*Actually, “assessment” is the correct term to use here, but using “testing” makes the title much more interesting.
Language testing evolved from simple multiple-choice paper tests and one-on-one in-person interviews to fully web-based, adaptive tests with the launch of STAMP, the world’s first web-based language proficiency test, in 2002. Today artificial intelligence (AI) is changing the world like the World Wide Web did in the 1990s. AI will enable testing to be invisible and embedded in online learning. No longer will language skills always need to be measured by a test—an artificial construct that samples a limited number of topics and levels of the test taker’s language at a single designated point in time.
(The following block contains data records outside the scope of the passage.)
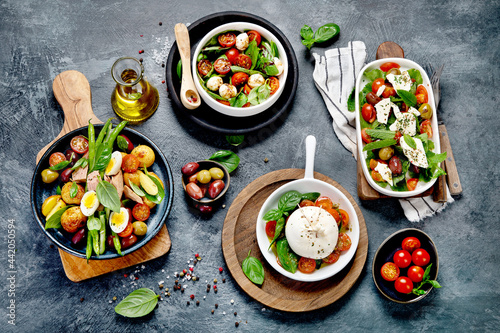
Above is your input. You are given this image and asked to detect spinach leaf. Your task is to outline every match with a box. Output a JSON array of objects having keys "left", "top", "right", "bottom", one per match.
[
  {"left": 241, "top": 250, "right": 264, "bottom": 285},
  {"left": 115, "top": 288, "right": 160, "bottom": 318},
  {"left": 276, "top": 238, "right": 299, "bottom": 273},
  {"left": 208, "top": 150, "right": 240, "bottom": 173}
]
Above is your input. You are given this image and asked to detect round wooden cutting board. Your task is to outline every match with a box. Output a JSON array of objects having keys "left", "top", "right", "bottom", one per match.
[{"left": 222, "top": 169, "right": 368, "bottom": 312}]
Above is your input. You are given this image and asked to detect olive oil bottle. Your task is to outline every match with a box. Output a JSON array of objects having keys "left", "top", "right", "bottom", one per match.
[{"left": 111, "top": 57, "right": 160, "bottom": 124}]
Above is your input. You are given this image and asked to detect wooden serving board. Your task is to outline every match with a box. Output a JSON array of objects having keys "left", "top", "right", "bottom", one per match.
[
  {"left": 36, "top": 70, "right": 172, "bottom": 282},
  {"left": 222, "top": 169, "right": 368, "bottom": 312}
]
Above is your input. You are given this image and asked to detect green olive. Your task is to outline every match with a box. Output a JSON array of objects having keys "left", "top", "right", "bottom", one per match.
[
  {"left": 378, "top": 147, "right": 394, "bottom": 161},
  {"left": 387, "top": 68, "right": 401, "bottom": 75},
  {"left": 209, "top": 168, "right": 224, "bottom": 179},
  {"left": 42, "top": 169, "right": 59, "bottom": 184},
  {"left": 196, "top": 170, "right": 212, "bottom": 184},
  {"left": 418, "top": 103, "right": 432, "bottom": 119}
]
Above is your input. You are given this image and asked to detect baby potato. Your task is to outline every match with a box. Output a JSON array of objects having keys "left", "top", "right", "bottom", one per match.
[
  {"left": 61, "top": 206, "right": 87, "bottom": 233},
  {"left": 61, "top": 182, "right": 85, "bottom": 205},
  {"left": 131, "top": 145, "right": 155, "bottom": 168}
]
AI will enable testing to be invisible and embedded in online learning.
For decades, language testing has been closely intertwined with technological innovation. From Scantron bubble-sheet scoring in the 1970s to adaptive online testing in the early 2000s, new tools have shaped how learners are evaluated. The COVID-19 pandemic further accelerated the shift to digital testing, making online delivery the norm rather than the exception. More recently, advances in AI—particularly large language models (LLMs), speech recognition, and speech synthesis—have created unprecedented opportunities for both instruction and assessment.
These developments demand a rethinking of language assessment itself. Traditional testing provides only a limited snapshot of a learner’s ability at a specific point in time. In contrast, data-rich learning environments can store, analyze, and track learners’ performance on multiple dimensions over extended periods, yielding a rich longitudinal portrait of development. This approach promises more authentic insights into ability, actionable guidance for highly targeted instruction, and greater instructional time that, taken together, generate increased learning productivity for teachers and schools.
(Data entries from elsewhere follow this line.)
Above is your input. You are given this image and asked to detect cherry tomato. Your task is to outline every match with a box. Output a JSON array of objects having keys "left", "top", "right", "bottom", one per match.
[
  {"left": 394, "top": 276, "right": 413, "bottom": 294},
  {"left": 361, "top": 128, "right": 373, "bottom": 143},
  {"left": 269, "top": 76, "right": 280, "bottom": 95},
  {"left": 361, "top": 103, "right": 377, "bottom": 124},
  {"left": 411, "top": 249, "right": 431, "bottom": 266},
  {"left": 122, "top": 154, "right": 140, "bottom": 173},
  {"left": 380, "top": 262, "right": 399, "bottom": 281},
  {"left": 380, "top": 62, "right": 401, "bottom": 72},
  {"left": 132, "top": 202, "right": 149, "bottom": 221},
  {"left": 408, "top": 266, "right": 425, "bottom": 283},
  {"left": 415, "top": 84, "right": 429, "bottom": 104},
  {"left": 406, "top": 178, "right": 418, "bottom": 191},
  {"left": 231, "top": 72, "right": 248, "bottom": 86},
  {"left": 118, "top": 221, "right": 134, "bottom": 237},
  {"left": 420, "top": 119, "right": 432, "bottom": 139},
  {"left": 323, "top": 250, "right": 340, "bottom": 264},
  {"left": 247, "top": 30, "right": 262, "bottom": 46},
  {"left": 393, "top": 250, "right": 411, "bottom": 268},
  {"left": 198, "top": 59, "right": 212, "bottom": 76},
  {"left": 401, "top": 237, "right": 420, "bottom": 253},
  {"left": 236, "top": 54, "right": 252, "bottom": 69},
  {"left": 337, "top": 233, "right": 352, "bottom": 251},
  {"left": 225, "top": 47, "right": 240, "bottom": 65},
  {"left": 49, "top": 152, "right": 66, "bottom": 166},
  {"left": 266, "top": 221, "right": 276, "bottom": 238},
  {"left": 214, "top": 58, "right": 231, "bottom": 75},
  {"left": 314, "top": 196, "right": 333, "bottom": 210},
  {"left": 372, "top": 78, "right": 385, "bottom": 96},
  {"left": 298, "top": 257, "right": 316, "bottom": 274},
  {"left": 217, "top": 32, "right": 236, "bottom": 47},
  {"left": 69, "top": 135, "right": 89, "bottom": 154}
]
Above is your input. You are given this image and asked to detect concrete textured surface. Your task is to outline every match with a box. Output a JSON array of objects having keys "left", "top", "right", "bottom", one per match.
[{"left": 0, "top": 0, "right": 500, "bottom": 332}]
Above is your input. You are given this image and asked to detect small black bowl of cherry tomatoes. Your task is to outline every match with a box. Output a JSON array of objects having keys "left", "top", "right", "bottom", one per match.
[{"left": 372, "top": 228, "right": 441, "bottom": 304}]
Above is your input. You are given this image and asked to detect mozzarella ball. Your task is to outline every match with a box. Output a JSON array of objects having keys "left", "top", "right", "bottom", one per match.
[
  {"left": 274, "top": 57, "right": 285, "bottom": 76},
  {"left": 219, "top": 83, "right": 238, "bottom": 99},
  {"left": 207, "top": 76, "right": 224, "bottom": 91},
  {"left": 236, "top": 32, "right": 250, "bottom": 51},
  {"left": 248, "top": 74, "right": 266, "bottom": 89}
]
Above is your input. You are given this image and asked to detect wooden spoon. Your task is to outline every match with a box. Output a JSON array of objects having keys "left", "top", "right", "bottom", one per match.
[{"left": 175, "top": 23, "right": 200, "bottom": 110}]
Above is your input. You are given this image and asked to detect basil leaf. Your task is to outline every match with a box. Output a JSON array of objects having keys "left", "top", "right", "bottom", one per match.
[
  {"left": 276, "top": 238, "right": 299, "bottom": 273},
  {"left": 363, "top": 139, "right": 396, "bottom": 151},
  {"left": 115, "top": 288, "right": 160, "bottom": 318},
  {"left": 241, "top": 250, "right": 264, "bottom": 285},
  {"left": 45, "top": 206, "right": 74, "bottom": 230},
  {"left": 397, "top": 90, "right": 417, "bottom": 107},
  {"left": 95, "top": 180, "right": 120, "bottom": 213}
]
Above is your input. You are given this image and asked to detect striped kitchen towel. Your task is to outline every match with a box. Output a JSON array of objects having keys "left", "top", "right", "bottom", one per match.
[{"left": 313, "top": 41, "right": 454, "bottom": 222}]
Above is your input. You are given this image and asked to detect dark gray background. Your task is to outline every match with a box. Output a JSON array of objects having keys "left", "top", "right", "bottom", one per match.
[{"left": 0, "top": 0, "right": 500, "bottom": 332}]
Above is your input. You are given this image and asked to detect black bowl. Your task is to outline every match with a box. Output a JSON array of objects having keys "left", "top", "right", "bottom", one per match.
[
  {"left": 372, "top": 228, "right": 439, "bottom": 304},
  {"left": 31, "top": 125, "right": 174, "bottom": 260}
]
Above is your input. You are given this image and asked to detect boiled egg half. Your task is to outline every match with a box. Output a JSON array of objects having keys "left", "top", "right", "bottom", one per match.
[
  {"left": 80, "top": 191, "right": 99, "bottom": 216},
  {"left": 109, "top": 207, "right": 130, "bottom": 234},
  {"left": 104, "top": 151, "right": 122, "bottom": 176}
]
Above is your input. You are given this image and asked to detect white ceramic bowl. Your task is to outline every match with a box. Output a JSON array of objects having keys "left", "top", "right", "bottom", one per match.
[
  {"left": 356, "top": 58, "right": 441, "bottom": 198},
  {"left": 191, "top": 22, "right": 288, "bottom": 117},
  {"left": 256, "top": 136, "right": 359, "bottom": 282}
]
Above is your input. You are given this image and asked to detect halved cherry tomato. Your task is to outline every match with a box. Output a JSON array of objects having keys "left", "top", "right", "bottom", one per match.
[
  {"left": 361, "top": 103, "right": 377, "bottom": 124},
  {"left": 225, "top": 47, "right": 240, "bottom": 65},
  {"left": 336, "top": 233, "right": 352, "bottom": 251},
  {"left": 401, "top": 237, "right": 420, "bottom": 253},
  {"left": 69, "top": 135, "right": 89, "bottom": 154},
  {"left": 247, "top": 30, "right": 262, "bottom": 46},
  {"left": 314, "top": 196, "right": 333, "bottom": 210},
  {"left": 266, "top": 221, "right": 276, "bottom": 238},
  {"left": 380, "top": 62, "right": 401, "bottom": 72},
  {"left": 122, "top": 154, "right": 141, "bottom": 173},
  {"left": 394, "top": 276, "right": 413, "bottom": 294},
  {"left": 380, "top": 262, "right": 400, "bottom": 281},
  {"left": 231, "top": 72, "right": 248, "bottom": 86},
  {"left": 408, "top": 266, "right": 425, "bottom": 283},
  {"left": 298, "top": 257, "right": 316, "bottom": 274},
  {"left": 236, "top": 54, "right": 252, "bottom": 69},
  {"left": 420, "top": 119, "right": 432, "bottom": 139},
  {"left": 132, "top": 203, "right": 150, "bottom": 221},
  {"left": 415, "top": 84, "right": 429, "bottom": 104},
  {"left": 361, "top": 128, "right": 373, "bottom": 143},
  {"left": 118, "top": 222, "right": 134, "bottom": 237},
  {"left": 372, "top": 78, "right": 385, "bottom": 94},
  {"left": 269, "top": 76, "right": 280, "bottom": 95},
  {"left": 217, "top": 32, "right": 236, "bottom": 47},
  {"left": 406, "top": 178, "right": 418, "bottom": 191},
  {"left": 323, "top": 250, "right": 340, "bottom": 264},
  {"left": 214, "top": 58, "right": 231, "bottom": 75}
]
We believe that the future of language assessment lies not in testing as an isolated event but in the merging of learning and assessment through the ongoing analysis of learner performance data embedded within instruction. While tests will likely remain necessary for certification, credentialing, and several other purposes, longitudinal assessment offers a more precise, equitable, and learner-centered way forward.
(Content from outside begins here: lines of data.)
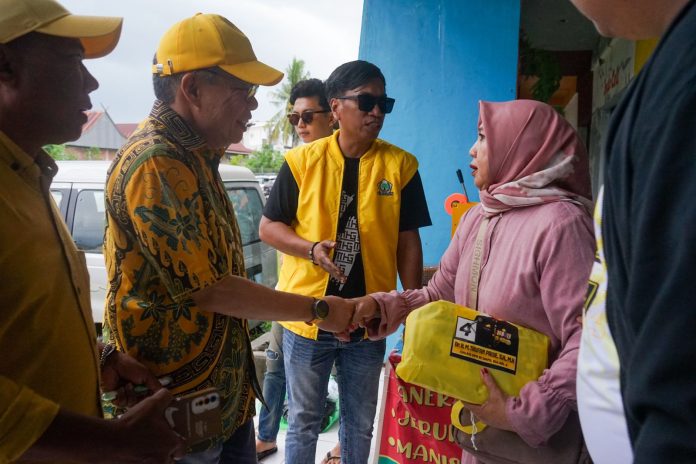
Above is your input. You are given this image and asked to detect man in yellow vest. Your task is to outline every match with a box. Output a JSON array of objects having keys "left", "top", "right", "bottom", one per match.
[
  {"left": 260, "top": 60, "right": 431, "bottom": 464},
  {"left": 256, "top": 79, "right": 340, "bottom": 461}
]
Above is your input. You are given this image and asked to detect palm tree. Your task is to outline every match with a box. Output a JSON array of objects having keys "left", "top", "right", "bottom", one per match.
[{"left": 268, "top": 57, "right": 309, "bottom": 147}]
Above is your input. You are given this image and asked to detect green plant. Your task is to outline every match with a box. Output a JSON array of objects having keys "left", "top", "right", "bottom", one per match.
[
  {"left": 43, "top": 145, "right": 77, "bottom": 161},
  {"left": 520, "top": 32, "right": 563, "bottom": 103},
  {"left": 268, "top": 58, "right": 309, "bottom": 147}
]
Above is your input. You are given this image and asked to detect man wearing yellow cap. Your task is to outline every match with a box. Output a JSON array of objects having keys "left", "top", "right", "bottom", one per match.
[
  {"left": 105, "top": 14, "right": 353, "bottom": 463},
  {"left": 0, "top": 0, "right": 183, "bottom": 463}
]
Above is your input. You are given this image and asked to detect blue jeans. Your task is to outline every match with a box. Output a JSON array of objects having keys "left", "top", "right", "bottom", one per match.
[
  {"left": 258, "top": 322, "right": 285, "bottom": 442},
  {"left": 283, "top": 330, "right": 386, "bottom": 464},
  {"left": 177, "top": 420, "right": 256, "bottom": 464}
]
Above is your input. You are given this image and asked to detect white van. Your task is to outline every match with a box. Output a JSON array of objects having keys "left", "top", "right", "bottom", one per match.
[{"left": 51, "top": 161, "right": 278, "bottom": 333}]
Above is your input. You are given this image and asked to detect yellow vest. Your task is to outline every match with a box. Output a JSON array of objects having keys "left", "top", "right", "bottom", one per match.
[{"left": 277, "top": 131, "right": 418, "bottom": 340}]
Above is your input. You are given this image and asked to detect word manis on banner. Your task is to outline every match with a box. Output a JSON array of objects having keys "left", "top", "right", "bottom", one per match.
[{"left": 378, "top": 353, "right": 462, "bottom": 464}]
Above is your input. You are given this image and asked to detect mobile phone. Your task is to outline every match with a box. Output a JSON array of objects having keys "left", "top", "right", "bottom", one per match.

Historical Evolution of Language Testing and Technology
Language testing has long evolved in tandem with technological change. In the 1970s, optical mark recognition, popularly known through bubble sheets, enabled large-scale multiple-choice testing by automating scoring and statistical reporting. This shift laid the groundwork for mass testing at national and international levels. By the late 1990s, computational tools such as latent semantic analysis and natural language processing were being applied to automate the scoring of writing. Adaptive testing further advanced efficiency and often the accuracy of measurement, with the 2002 launch of the STAMP test representing an early move toward responsive online assessment.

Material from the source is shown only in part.